Doctor of Philosophy


Department of Psychology


A wide variety of psychological disorders are hypothesised as having their basis in perfectionism (Hill, Zrull, & Turlington, 1997). Yet, the amount of research and literature on perfectionism is meagre, and is predominantly biased towards the psychopathological (Rice, Ashby, & Slaney, 1998). To an extent, the lack of research and bias, is redressed by this body of work. The four objectives to this thesis

i) to validate Frost, Marten, Lahart, and Rosenblate's (1990) Multidimensional Perfectionism Scale (FMPS) on an broader sample than what it was developed;

ii) to present a more balanced view of perfectionism by developing the positive aspects of perfectionism;

iii) to establish if perfectionism is intermeshed and buttressed by locus of control (Multidimensional Locus of control; Levenson, 1973) and coping style (Miller Behavioral Style Scale; Miller, 1980);

iv) to investigate the socialisation explanation of the propagation of precisian tendencies. Participants were drawn from students, and their immediate families, of the University Wollongong.

FMPS was partially replicated, with the required modifications indicated by the name changes (viz., FMPS -» FMPSn -» FMPS(R)). In developing the FMPS(R), two new dimensions and four new categorisations of perfectionism (to the FMPS(R)) were derived. Significant relationships occurred between perfectionism (dimensions and categories) with locus of control and coping style. These results support the contention that perfectionism is intertwined with other personality styles.

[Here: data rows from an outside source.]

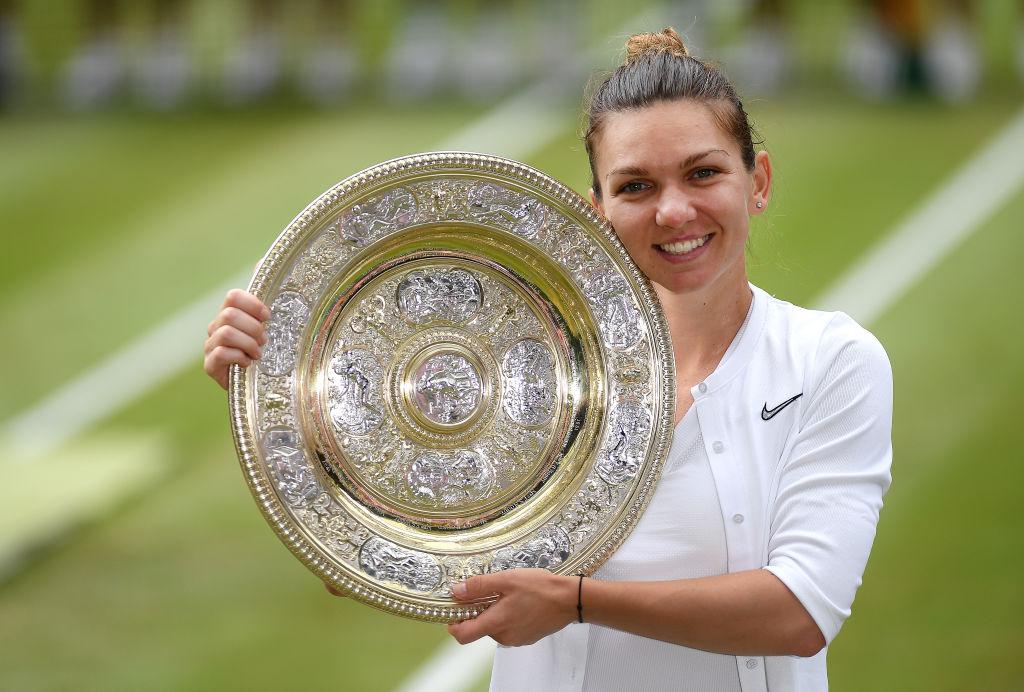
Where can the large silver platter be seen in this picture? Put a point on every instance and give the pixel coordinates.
(465, 374)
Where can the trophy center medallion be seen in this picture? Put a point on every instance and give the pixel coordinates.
(444, 387)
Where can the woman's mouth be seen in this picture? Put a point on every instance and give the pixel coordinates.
(684, 247)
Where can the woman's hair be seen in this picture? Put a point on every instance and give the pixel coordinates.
(658, 68)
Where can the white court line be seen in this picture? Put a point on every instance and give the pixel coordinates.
(936, 227)
(124, 377)
(452, 667)
(517, 127)
(896, 263)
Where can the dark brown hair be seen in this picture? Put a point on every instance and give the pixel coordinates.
(658, 68)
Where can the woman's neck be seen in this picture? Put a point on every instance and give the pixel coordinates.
(702, 325)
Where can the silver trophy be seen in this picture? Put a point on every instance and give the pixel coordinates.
(465, 373)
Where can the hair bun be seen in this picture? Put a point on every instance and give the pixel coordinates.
(665, 41)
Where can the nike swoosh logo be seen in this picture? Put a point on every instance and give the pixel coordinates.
(768, 414)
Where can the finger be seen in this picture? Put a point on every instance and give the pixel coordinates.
(240, 319)
(479, 586)
(483, 624)
(219, 359)
(232, 338)
(466, 632)
(248, 302)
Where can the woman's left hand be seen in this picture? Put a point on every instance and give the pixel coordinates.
(530, 605)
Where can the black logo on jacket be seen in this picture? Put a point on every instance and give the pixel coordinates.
(768, 414)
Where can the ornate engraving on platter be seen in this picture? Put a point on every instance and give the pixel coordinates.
(550, 548)
(446, 388)
(449, 387)
(288, 315)
(388, 562)
(621, 322)
(275, 406)
(530, 387)
(430, 294)
(288, 465)
(629, 428)
(501, 207)
(370, 219)
(448, 479)
(354, 385)
(316, 266)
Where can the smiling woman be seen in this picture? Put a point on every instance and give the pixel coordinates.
(745, 563)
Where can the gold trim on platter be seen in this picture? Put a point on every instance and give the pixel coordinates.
(465, 373)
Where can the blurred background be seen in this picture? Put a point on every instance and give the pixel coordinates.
(151, 150)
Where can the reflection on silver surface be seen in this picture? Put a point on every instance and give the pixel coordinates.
(368, 220)
(628, 431)
(549, 549)
(388, 562)
(451, 478)
(464, 376)
(530, 387)
(431, 294)
(520, 213)
(354, 391)
(446, 388)
(289, 313)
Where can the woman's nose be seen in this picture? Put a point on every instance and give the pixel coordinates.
(675, 209)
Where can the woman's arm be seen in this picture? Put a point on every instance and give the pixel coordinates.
(743, 613)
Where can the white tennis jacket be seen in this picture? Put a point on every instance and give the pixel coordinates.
(800, 486)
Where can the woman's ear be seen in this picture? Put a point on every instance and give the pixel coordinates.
(762, 175)
(595, 202)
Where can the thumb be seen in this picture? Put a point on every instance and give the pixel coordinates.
(477, 587)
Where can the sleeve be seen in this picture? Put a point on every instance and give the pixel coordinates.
(832, 483)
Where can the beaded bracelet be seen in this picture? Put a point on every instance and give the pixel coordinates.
(580, 600)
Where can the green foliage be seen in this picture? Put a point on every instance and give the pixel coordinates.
(112, 223)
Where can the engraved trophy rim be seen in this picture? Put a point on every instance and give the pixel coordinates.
(607, 401)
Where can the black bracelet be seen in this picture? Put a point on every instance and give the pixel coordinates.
(580, 600)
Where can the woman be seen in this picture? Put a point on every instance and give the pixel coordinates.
(745, 563)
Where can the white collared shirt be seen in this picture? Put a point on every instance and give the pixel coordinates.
(793, 488)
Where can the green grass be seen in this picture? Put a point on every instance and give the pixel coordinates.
(185, 588)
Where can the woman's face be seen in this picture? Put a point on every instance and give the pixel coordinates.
(675, 188)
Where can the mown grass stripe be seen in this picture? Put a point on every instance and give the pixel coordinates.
(953, 211)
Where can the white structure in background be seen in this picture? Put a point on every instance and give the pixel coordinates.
(761, 61)
(420, 56)
(951, 60)
(94, 75)
(164, 72)
(15, 70)
(871, 59)
(487, 61)
(254, 67)
(327, 71)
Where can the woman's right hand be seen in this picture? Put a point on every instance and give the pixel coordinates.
(236, 335)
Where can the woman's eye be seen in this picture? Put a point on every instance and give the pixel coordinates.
(632, 186)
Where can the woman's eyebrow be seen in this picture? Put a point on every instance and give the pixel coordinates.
(627, 170)
(693, 158)
(689, 161)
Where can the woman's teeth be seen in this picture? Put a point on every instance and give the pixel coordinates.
(685, 246)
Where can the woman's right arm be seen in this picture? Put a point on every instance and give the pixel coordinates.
(236, 335)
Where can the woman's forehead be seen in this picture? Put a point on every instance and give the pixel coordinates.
(679, 128)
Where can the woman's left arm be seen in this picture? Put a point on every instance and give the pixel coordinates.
(750, 612)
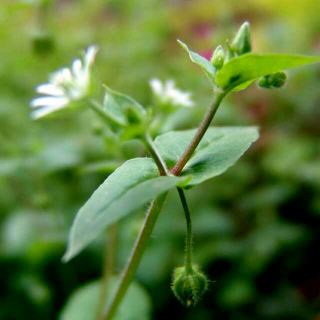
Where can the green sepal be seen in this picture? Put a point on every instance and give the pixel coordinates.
(189, 286)
(252, 66)
(241, 43)
(202, 62)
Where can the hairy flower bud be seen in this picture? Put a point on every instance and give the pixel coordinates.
(190, 286)
(218, 56)
(241, 43)
(229, 53)
(273, 80)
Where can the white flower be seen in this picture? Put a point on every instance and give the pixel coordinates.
(167, 93)
(65, 86)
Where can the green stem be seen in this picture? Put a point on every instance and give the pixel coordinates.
(137, 253)
(189, 243)
(108, 266)
(147, 140)
(204, 125)
(156, 206)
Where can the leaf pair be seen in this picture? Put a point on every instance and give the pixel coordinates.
(244, 69)
(137, 182)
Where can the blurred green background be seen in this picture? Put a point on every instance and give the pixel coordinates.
(256, 227)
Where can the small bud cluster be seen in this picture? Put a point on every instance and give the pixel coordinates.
(189, 285)
(274, 80)
(241, 44)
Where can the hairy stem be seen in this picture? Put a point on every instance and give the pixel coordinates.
(148, 143)
(156, 206)
(108, 266)
(204, 125)
(137, 253)
(189, 243)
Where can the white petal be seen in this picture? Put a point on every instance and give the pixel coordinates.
(156, 86)
(49, 101)
(50, 89)
(41, 112)
(77, 68)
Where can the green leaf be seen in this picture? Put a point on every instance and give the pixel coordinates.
(219, 149)
(121, 108)
(127, 189)
(83, 303)
(204, 64)
(252, 66)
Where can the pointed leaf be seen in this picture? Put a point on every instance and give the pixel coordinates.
(84, 302)
(219, 149)
(204, 64)
(127, 189)
(252, 66)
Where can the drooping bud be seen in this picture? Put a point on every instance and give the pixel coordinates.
(189, 286)
(273, 80)
(218, 56)
(241, 43)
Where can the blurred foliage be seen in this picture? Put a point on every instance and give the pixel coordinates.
(256, 227)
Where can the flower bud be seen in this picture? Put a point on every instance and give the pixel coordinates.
(189, 286)
(218, 57)
(273, 80)
(241, 43)
(229, 53)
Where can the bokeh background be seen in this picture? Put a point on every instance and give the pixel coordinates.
(256, 227)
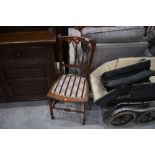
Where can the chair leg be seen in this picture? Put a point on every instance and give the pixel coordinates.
(50, 103)
(85, 105)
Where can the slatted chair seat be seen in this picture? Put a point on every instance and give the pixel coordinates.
(71, 88)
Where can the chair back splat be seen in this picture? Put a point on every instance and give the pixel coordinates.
(81, 54)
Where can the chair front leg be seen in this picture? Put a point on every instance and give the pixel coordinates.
(51, 105)
(85, 106)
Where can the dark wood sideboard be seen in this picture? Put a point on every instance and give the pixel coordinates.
(27, 65)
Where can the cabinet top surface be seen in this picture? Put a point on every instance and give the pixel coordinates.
(27, 37)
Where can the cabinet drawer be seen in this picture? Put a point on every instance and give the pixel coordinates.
(25, 72)
(23, 52)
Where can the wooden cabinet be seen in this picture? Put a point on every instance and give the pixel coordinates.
(27, 65)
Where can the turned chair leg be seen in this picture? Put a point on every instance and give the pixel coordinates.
(50, 103)
(85, 105)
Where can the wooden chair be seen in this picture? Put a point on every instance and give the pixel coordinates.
(74, 86)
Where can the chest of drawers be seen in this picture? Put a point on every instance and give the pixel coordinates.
(27, 65)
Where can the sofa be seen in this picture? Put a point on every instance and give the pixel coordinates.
(117, 42)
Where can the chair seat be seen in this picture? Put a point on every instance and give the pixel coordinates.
(70, 88)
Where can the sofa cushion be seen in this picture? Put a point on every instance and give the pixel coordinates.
(116, 34)
(106, 52)
(98, 90)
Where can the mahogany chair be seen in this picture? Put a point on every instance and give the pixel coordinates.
(74, 86)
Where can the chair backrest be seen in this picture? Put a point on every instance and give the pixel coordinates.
(81, 53)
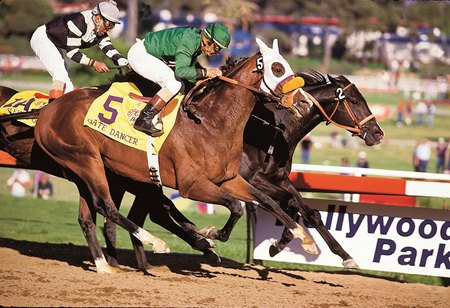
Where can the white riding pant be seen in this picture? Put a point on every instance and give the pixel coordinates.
(152, 68)
(51, 57)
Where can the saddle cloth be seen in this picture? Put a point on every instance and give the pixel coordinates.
(25, 101)
(113, 114)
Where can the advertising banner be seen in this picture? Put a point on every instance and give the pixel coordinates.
(378, 237)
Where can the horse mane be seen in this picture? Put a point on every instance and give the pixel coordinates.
(314, 78)
(231, 65)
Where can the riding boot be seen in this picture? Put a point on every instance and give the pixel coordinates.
(144, 122)
(54, 94)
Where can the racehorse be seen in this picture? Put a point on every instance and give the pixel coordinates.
(271, 120)
(18, 140)
(335, 100)
(199, 160)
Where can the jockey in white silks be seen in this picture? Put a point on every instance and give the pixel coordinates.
(71, 33)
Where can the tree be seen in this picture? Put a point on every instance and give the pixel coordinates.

Familial socialisation effects and the propagation of perfectionism were assessed using 247 two-parent family units (father-mother-child). The modelling and role modelling explanations were supported, but not the same-gender role modelling explanation. These results indicated that a construct other than gender should be used, and so the gender-role attribute perspective was utilised. Significant differences occurred between gender-role attribute classifications on both the dimensional scores, and their expected and observed frequencies for the categories of perfectionism.

Overall, concluded from these results were that:

i) a high level of association between perfectionism with locus of control, and coping style;

ii) familial socialisation practices perpetuate perfectionistic tendencies

iii) a high level of association between the gender-role attribute designations with the dimensions of perfectionism.